Gosip itu hanya contoh kecil, betapa kita mudah terpesona oleh penampilan dan tongkrongan seseorang. Kalau soal ganti-ganti gadget sih, sudah tidak terlalu wah lagi kali ya. Pembantu saya juga gadgetnya lebih bagus dari milik saya. Kita, selalu terpesona pada kekayaan yang massif. Misalnya, kepada seseorang yang rumahnya besar, megah dan mewah; maka kita menyebutnya orang kaya. Bila orang itu punya berbagai macam mobil keren lengkap dengan plat nomor khusus 3 huruf sesuai inisial namanya; maka kita pun menyebutnya orang kaya sekali. Kalau orang itu juga mengenakan gelang atau kalung emas segede tali tambang galangan kapal, kita langsung terkesima sembari berkata dalam hati; “Gile, gelangnya gede banget…….” Dia orang yang kaya Bang-Gets!

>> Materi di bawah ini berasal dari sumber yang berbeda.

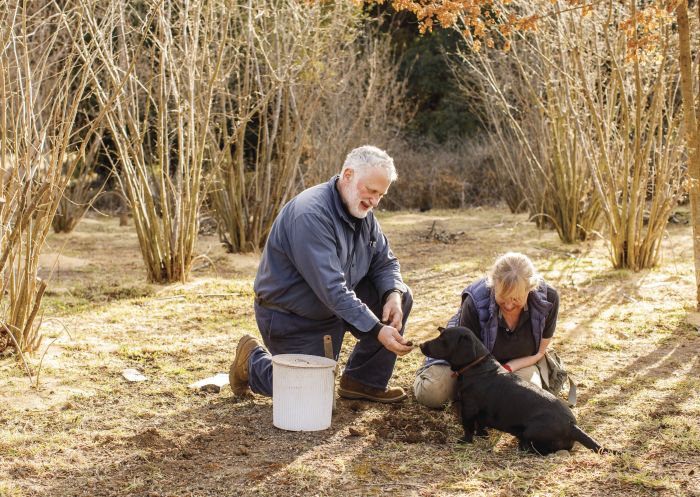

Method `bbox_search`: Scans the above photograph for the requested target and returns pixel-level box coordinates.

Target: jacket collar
[328,174,362,230]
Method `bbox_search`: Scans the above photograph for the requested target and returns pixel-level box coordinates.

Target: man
[229,146,413,403]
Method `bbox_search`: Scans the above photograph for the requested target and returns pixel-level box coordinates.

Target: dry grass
[0,209,700,497]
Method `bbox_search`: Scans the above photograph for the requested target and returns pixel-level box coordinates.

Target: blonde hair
[486,252,542,296]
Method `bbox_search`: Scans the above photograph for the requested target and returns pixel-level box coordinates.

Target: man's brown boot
[338,375,406,404]
[228,335,262,395]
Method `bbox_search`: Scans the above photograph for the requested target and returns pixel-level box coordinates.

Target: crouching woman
[413,252,559,408]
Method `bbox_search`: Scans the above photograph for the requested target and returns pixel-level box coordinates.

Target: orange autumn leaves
[374,0,680,58]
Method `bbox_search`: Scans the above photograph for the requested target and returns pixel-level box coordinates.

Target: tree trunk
[676,2,700,310]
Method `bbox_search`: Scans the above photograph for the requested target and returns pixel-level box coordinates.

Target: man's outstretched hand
[377,325,413,356]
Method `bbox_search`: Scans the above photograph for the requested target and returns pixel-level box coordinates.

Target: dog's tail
[571,425,621,456]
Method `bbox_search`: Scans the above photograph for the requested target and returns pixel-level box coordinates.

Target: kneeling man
[229,146,413,403]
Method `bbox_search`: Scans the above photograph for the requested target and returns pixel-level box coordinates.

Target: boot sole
[338,388,408,404]
[228,336,255,395]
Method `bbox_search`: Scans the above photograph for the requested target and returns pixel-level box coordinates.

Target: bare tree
[0,1,99,353]
[448,2,683,264]
[210,0,372,251]
[455,5,601,243]
[77,0,231,283]
[304,29,415,185]
[51,132,106,233]
[562,1,684,270]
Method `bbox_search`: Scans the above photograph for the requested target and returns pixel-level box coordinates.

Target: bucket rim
[272,354,336,369]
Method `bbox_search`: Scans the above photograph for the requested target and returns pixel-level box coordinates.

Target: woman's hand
[503,338,552,372]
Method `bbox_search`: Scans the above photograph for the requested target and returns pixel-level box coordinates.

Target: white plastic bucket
[272,354,335,431]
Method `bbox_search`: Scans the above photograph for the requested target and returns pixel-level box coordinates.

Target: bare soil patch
[0,209,700,497]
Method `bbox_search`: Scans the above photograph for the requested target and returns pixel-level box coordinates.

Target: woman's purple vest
[447,278,553,352]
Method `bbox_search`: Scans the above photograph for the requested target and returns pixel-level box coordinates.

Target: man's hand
[382,292,403,331]
[377,325,413,356]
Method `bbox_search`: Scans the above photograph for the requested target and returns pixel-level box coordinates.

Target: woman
[413,252,559,408]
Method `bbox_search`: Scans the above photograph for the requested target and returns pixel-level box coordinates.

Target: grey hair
[486,252,544,294]
[340,145,398,183]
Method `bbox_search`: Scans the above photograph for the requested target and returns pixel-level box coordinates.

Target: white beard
[345,181,372,219]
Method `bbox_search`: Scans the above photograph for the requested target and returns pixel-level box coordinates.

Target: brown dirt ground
[0,209,700,497]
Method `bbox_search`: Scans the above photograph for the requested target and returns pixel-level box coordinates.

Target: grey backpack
[542,349,576,407]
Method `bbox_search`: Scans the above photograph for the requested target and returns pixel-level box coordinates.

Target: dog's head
[420,326,489,367]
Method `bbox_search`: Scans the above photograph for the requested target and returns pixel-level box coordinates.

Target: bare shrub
[51,134,104,233]
[210,1,396,251]
[561,2,684,271]
[77,0,230,283]
[384,138,502,210]
[452,1,682,269]
[455,4,601,243]
[0,1,102,353]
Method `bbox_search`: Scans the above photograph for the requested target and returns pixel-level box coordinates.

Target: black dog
[420,327,617,455]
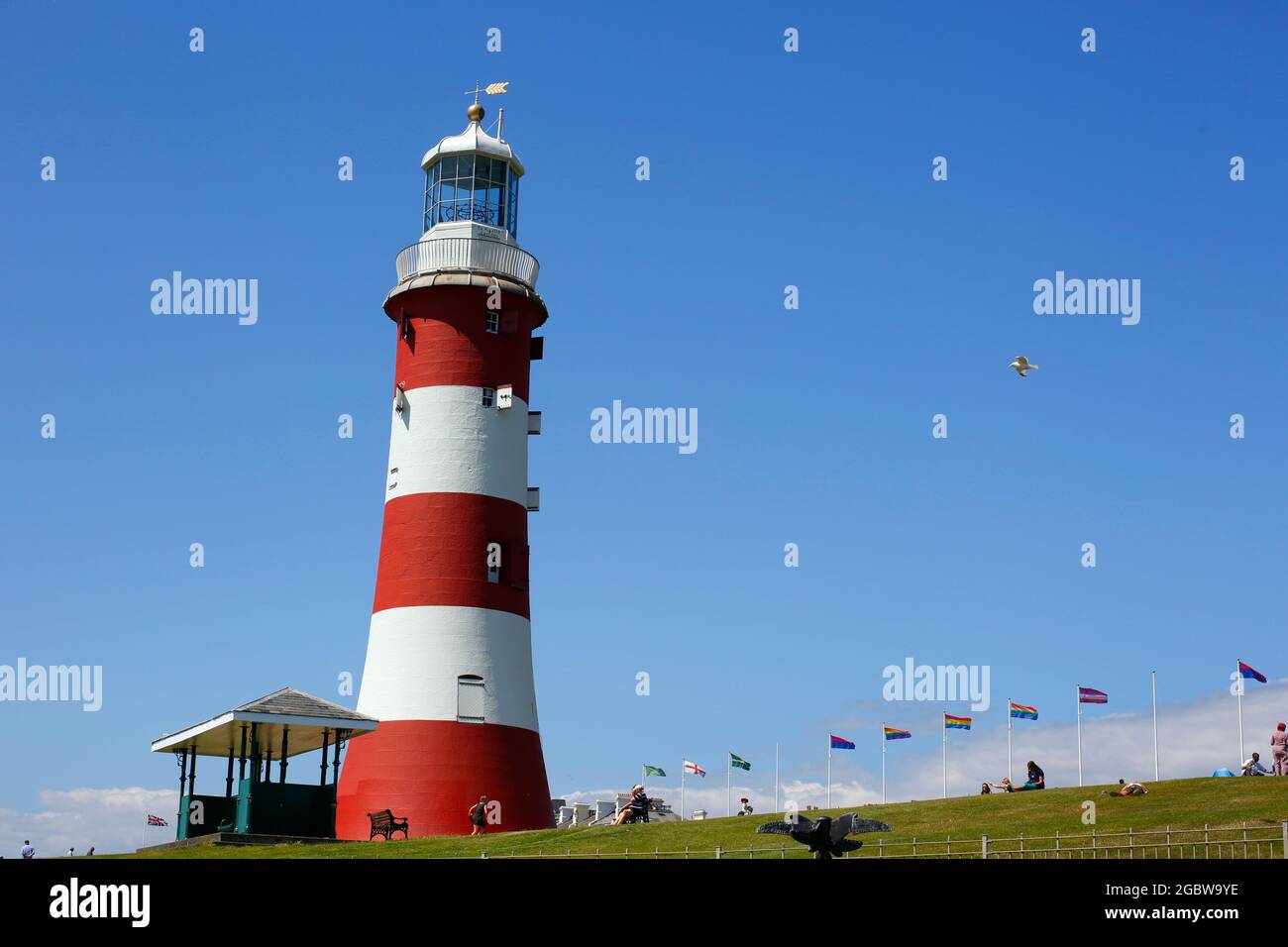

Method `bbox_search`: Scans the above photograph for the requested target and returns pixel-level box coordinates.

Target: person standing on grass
[471,796,486,839]
[1270,724,1288,776]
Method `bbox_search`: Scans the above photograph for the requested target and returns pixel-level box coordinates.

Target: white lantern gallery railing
[395,237,538,290]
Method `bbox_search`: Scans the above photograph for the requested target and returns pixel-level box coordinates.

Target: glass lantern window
[425,155,519,237]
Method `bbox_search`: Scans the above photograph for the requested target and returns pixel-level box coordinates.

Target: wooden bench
[368,809,407,841]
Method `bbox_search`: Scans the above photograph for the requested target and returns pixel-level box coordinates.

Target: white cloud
[0,786,179,858]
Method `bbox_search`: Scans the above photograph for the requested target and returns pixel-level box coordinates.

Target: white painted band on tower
[385,385,528,506]
[358,605,537,730]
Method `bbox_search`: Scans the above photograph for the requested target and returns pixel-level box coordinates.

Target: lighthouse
[336,93,553,839]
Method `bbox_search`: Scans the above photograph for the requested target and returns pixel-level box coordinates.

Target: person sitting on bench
[613,786,648,826]
[1015,760,1046,792]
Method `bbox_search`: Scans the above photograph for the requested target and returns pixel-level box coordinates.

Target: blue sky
[0,3,1288,850]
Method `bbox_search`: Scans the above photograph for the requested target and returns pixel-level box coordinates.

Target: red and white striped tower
[336,100,553,839]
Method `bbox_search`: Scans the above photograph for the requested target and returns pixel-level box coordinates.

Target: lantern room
[421,102,523,240]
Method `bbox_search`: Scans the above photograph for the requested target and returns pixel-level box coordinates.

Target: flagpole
[881,720,885,805]
[939,710,948,798]
[1073,684,1082,786]
[827,733,832,809]
[774,743,778,811]
[1006,697,1015,783]
[1149,672,1162,783]
[1234,659,1245,767]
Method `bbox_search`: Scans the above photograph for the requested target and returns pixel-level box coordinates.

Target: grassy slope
[121,779,1288,858]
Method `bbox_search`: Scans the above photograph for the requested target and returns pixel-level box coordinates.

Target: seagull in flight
[1012,356,1042,377]
[756,811,890,860]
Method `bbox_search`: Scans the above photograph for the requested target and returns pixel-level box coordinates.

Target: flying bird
[756,811,890,858]
[1012,356,1042,377]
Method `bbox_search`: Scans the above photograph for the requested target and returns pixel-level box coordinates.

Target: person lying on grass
[1115,780,1149,796]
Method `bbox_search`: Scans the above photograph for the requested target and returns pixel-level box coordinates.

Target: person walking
[471,796,486,839]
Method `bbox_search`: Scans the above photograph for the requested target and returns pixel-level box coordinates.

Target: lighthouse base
[335,720,554,841]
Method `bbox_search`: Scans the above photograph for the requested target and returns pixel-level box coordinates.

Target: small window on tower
[456,674,486,723]
[486,543,501,583]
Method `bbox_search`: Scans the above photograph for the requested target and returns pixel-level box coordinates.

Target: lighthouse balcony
[395,224,538,291]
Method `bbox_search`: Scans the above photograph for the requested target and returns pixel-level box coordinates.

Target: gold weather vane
[464,81,510,104]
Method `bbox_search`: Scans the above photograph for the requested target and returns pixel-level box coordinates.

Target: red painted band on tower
[386,286,545,403]
[376,493,529,618]
[335,720,554,841]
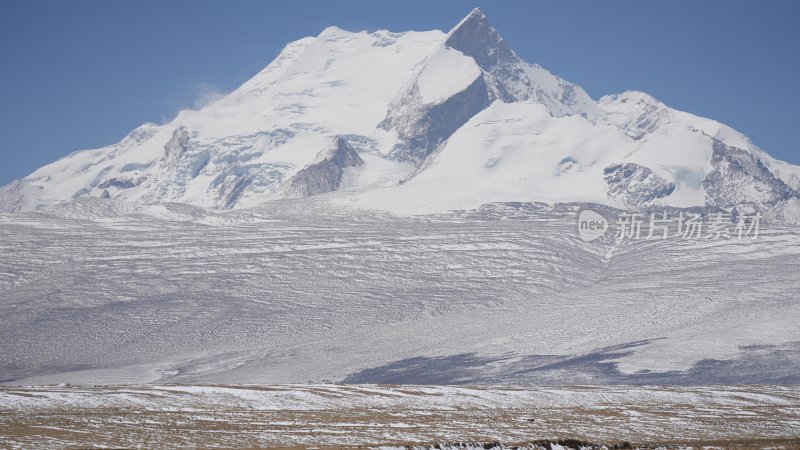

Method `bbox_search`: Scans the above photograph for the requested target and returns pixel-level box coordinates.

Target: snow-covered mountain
[0,9,800,214]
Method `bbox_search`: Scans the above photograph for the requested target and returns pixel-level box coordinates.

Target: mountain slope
[0,9,800,214]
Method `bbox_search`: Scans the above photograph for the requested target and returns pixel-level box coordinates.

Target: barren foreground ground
[0,385,800,448]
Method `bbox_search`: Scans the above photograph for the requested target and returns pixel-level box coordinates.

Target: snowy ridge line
[0,9,800,218]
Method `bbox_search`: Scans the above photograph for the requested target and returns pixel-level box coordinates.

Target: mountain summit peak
[445,8,514,69]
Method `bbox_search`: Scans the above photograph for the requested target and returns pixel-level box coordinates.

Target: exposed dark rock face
[703,139,800,210]
[379,9,579,164]
[0,180,26,213]
[603,163,675,208]
[97,176,147,189]
[381,77,492,163]
[287,136,364,198]
[164,128,189,164]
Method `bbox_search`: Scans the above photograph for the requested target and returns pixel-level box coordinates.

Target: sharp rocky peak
[445,8,516,70]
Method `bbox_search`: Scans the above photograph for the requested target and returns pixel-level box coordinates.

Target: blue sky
[0,0,800,184]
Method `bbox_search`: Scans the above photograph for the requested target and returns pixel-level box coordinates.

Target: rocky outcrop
[286,136,364,198]
[379,8,594,164]
[381,77,492,164]
[603,163,675,208]
[164,128,189,165]
[703,139,799,210]
[0,180,27,214]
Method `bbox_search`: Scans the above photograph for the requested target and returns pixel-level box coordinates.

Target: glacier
[0,9,800,385]
[0,9,800,215]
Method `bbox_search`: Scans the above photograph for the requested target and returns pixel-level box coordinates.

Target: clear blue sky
[0,0,800,185]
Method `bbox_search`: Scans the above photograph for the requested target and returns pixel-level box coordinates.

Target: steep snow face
[0,9,800,215]
[354,96,798,214]
[0,27,445,211]
[381,9,595,164]
[287,136,364,198]
[417,47,481,104]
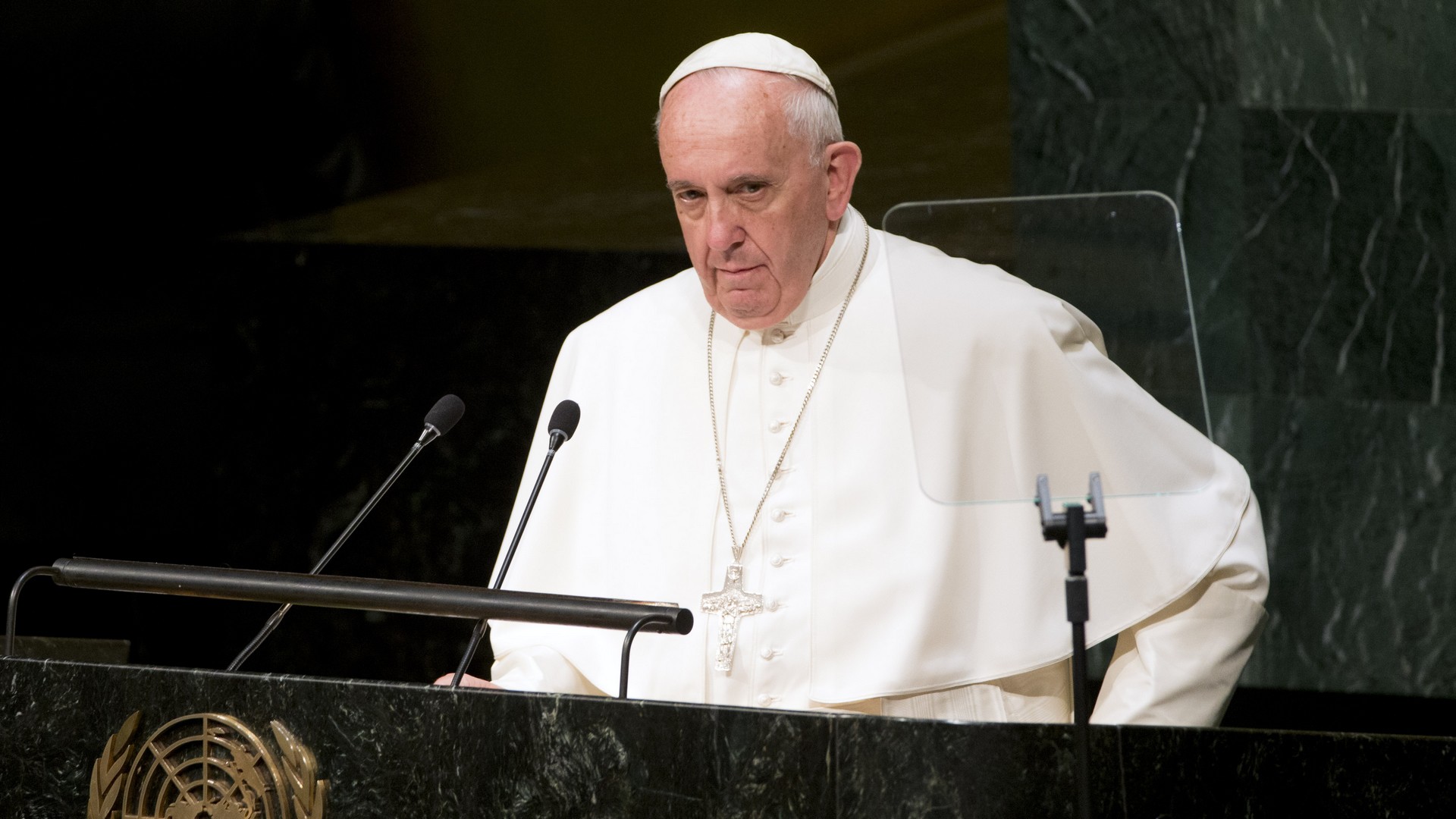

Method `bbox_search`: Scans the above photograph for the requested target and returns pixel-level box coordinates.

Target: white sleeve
[491,645,607,697]
[1092,494,1268,726]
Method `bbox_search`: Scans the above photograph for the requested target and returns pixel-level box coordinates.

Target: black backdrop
[0,242,686,680]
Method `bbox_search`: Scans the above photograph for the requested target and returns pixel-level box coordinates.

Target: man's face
[658,71,847,329]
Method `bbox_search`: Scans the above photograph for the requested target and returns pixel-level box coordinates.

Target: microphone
[228,395,466,672]
[450,398,581,688]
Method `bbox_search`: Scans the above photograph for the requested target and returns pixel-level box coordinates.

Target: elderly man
[463,33,1266,724]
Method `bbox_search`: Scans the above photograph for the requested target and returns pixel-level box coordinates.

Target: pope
[445,33,1268,724]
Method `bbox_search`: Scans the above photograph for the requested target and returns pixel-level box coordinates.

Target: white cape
[492,223,1250,704]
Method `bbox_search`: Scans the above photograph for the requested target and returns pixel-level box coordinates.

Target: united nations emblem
[86,711,329,819]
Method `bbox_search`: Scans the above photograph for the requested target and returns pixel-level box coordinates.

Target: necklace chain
[708,221,869,563]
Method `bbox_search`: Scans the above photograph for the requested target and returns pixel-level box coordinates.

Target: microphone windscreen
[546,398,581,440]
[425,395,464,435]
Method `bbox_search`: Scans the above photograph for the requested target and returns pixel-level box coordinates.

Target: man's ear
[824,143,864,221]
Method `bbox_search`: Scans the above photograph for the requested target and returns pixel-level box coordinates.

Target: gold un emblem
[86,711,329,819]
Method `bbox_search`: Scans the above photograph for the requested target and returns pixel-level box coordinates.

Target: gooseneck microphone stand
[228,395,464,672]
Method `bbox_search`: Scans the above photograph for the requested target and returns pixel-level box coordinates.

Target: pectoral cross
[703,563,763,672]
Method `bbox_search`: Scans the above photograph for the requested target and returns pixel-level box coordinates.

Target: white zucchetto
[657,33,839,108]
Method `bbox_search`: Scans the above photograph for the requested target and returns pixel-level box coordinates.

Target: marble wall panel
[1013,99,1247,392]
[1008,0,1238,102]
[1244,398,1456,697]
[1219,0,1456,111]
[1009,0,1456,697]
[1238,111,1456,405]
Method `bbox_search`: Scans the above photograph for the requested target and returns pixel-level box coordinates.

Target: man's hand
[435,673,504,691]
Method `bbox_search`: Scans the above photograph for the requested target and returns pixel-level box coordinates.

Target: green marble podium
[0,659,1456,819]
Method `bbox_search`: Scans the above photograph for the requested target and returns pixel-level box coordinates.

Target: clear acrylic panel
[883,191,1213,504]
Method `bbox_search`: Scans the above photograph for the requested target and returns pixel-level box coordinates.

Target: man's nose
[708,202,744,251]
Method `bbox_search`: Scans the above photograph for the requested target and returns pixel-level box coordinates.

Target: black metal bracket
[1037,472,1106,817]
[1037,472,1106,548]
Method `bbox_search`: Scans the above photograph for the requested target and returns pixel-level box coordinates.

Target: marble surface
[1235,0,1456,111]
[0,659,1456,819]
[1009,0,1456,698]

Sudah kayakah orang yang kita lihat itu? Jelas. Mereka kaya sekali. Jika mereka tidak kaya, bagaimana mungkin bisa hidup dalam gelimang kemewahan seperti itu, kan? Coba sekarang bandingkan dengan diri kita sendiri. Halah, rasanya kok seperti jarak antara langit dan bumi. Rumah biasa saja. Masih kreditan pula. Boro-boro renovasi. Membayar cicilan bulannya saja masih sering sambil mengurut dada segala. Mobil satu-satunya pun sudah lumayan berumur. Kalau baru juga tidak termasuk mewah. Meskipun masih bau dealer, tapi juga masih agak minder kalau pas reuni dengan teman-teman kuliahan. Mereknya, nggak benafid banget. Jangan lupa juga, itu pun statusnya fasilitas kantor. Jelas jika kita kalah kaya dibandingkan teman-teman yang berumah besar, bermobil banyak, dan berpenampilan necis itu. Tetapi, apakah mereka benar-benar kaya? Nah, kalau soal ini; kita tidak tahu persis.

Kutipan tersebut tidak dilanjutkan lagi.